> To the best of my knowledge, Peter Guttman(sp?) has demonstrated for years
> now that there is no form of over-writing which makes any substantial
> difference to the ability to recover previously written data from a
> hard disk.

Guttman's paper, "Secure Deletion of Data from Magnetic and Solid-State
Memory" (available at
http://www-tac.cisco.com/Support_Library/field_alerts/fn13070.html ) has
become something of a classic, and for good reason:  It's absolutely
fascinating reading, describing in detail what most of us suspected and some
of us never imagined.

The paper, however, is five years old, and quite frankly needs to be
understood in that context.

Now, I'm *not* saying that Guttman's points are flawed, just that it's
likely that the mechanisms used to recover data from 300 Megabyte drives
probably don't scale to 80 Gigabyte disks using GMR(Gigantic
Magnetoresistance) technology.  The extra surface area and analog bit
density used to divine past generations of data has almost certainly been
exploited in the 16x explosion in data density since Guttman's paper was

My *guess*, however, is that as drive densities have increased, the
requirements for more and more advanced error correction(to increase yields
on platters with miniscule deformities) has led to greater redundancy and
increased platter space to entirely redundant--and

Furthermore, it's impossible that drive scanning technology hasn't advanced
in sync with drive capacity--the bottom line is, somebody needed to design
the sensors to work out the kinks from each generation of disk.  Companies
like OnTrack(who, incidentally, worked very well for me) have made rather
successful businesses of proven what's gone is not necessarily gone.

So essentially, Guttman was right, and Guttman is probably still right.  But
the technologies used to recover deleted data has probably advanced just as
much as the technology used to store the data in the first place.

> My understanding of current "high security" standards wrt the re-use of
> disks which previously contained classified materials is that they only be
> re-used in similarly classified systems, or, are destroyed beyond any form
> of molecular reconstruction (e.g. melted).

Exactly.  It is the job of the medium to store information.  It is the job
of the incinerator to delete it.  Violation of the barriers between
establishing functionality and enforcing security leads to systems that
allow too much access to an unstable service.

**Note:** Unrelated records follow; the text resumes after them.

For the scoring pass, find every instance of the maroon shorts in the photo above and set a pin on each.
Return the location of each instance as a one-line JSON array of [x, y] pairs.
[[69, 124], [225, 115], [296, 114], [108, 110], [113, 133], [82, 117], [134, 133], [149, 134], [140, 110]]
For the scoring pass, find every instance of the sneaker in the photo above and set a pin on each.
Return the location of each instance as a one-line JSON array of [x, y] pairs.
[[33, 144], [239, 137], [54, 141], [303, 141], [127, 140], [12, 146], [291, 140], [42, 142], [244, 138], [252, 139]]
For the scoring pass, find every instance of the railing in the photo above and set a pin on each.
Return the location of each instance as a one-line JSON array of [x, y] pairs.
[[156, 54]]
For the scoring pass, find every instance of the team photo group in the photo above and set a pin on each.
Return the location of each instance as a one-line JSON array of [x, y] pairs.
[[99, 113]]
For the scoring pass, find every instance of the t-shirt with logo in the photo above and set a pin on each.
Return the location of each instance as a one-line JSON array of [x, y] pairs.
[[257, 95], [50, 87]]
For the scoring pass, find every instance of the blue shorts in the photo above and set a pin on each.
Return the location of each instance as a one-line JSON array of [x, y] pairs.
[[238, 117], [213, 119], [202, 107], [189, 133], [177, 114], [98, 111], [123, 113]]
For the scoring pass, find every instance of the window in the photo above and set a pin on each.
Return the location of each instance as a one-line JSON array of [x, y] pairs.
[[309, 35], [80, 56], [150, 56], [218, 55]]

> So to suggest that your perceived EFS flaw can be resolved by over-writing
> is naive. The only solution is to encrypt in memory or use some removable
> partition as the temp space.

Russ, you're absolutely correct about the need for memory encryption, though
removable media has equivalent risks(with the exception of possibly being
more conveniently incinerated).  The correct behavior is for a disk to never
receive anything that gives it plaintext-equivalent access to any of the
actual information contained within the encrypted data.  That means no
decryption keys ever get written, no passwords get saved, and most
importantly, *no plaintext data gets stored, not even "temporarily"*. The
moment an "Encrypted File System" writes a plaintext version of the data to
the disk, all is lost--whether or not an apparently laughable delete(really,
"dab white-out on the page number on the index in the back of the book)
operation is actually carried out.

Lets not forget--an encrypted file system exists for *no other reason* but
to resist attack.  Encryption does not add speed.  It does not add
stability.  It does not add anything *but* resistance against an attacker
who lacks the key material.  If Rickard's analysis is correct--something
that should be independently verified--EFS offers attackers a rich array of
simple attacks that do not require discovery of the key material.  You can
draw your own conclusions from that.

Yours Truly,

    Dan Kaminsky
    Cisco Systems, Inc.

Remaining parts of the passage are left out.